Netanyahu is barely mentioned in the film, but what mention there is, is uniformly negative. He is shown fanning the flames of hatred against the peace efforts of Yitzhak Rabin, and he is all but blamed for inciting Rabin’s assassination.
Which leads to another point. One thing that comes through loud and clear is that religion itself lies at the heart of the conflict. Perhaps you thought that was too obvious to call attention to, but there is no shortage of people who absurdly try to deny it. It is really all about land and resources and politics, they say. That is nonsense, as the film makes clear. If it really were just a political dispute, the Oslo accords of the early nineties would have solved the problem. Instead, the progress made in Oslo was undone by the religious extremists on both sides.
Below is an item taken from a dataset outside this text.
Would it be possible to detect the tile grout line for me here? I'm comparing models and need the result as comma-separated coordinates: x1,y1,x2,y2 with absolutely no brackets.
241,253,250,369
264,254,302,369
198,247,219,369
When the PLO and Arafat seemed to be genuinely moderating, officially renouncing terrorism and recognizing Israel’s right to exist, Hamas and Islamic Jihad were all too happy to step into the breach. Meanwhile, the settler movement had the support of Israel’s religious right. Many of the orthodox rabbis in Israel have no interest at all in making peace, and just want to see Israel expand across the entire West Bank. As they see it, God has given them that land. Anytime it has seemed like progress might be made, the religious extremists on both sides have successfully managed to scuttle it. As one interviewee puts it, describing the end result of Oslo, “The Israelis wanted security, instead they got more terrorism. The Palestinians wanted a state, instead they got more settlers.”
The whole film is fascinating and engrossing. Definitely see it if you have the chance. It makes it clear just how difficult this issue is, and how the extremists on both sides don’t know what they are talking about. Israel has much to be proud of, but also much to be ashamed of.
Then again, what country cannot say the same?